# First Euro Trip, advice needed



## gregz12 (Dec 11, 2003)

I'm making my first trip to Europe this winter. Before I book anything I need to do a little research to find out where to go and what's the best time of year to go.

Here is a little background info about myself hopefully it's useful to point me towards the right hill. I'm 23year old former racer who will be traveling with one other person. My favorite terrain is high alpine, the steeper and scarier the better. My buddy and I are very comfortable riding the most challenging terrain at both Blackcomb and Kicking Horse, (haven't made it to Jackson's Hole yet), we are looking to get the adrenaline pumping in Europe. We are by no means jibbers and not too interested in park.

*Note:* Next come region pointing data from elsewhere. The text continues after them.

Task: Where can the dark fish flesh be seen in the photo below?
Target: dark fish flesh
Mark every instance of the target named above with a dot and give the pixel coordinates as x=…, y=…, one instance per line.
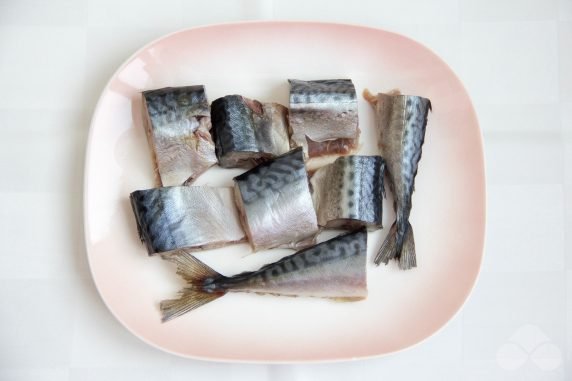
x=190, y=217
x=177, y=122
x=401, y=121
x=334, y=269
x=275, y=203
x=349, y=192
x=247, y=132
x=324, y=116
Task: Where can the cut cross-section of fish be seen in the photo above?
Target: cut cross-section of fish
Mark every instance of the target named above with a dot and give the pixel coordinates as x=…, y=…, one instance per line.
x=247, y=132
x=324, y=116
x=349, y=192
x=178, y=122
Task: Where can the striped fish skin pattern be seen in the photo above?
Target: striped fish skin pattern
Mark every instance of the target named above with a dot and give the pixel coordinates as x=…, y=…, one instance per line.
x=323, y=111
x=191, y=217
x=401, y=123
x=349, y=192
x=333, y=269
x=275, y=203
x=247, y=132
x=178, y=123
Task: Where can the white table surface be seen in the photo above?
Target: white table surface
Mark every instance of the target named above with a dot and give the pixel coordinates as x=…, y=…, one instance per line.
x=514, y=56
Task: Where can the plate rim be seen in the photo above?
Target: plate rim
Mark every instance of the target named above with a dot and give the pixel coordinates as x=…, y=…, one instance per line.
x=86, y=175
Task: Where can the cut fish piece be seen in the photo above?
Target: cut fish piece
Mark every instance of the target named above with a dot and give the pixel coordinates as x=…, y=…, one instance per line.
x=349, y=192
x=334, y=269
x=275, y=203
x=177, y=122
x=401, y=121
x=190, y=217
x=247, y=132
x=324, y=116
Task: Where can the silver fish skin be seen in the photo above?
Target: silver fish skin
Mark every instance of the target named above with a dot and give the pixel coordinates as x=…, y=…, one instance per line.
x=324, y=116
x=190, y=217
x=334, y=269
x=177, y=121
x=401, y=122
x=349, y=192
x=247, y=132
x=275, y=203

Just like the rest of the world when I think of Europe I think Chamonix. However we are planning a 3week trip and would like to hit some other hills. I've heard great things about the snow in Switzerland and that the Italian resorts aren't as pricey as Chamonix. 

If you've done a European trip before can you please post some info regarding good resorts to check out. What to expect at these resorts, dealing with rain, extreme cold, lots of hiking, ect. Also what's the best time to go? Currently we are thinking end of February/Early March. When will the Alps be getting the most snow? 

Are there any good web sites I should check out? Basically I'm starting to do my research and would like to be pointed in the right direction.

PS I haven't been on this forum for years and I apologies if a post like this is bad form.

Greg


----------



## yetigonecrazy (May 23, 2005)

engerberg, andermatt, and davos in swtizerland....la clusaz, la grave in france, and monte rosa in italy are my reccomendations


----------



## poudreraft (Sep 21, 2004)

I was in Austria last year in mid-March and went to Saalbach/Hinterglem the week after Easter. The winters in Europe are much shorter at least Austria and we had rain one whole day and on and off another. Alot of the connections between resorts and the lower runs were already closed or bad, lots of dirty snow. The terrain looked nice, but conditions weren't. I was suprised by how early the conditions deteriorated there. On May 1st I had one of the best snow days at Loveland Pass and I'm sure all the snow in Europe was gone. Have fun, go to Prague!! can't miss it! Also I hear that Berlin is a rocking city.


----------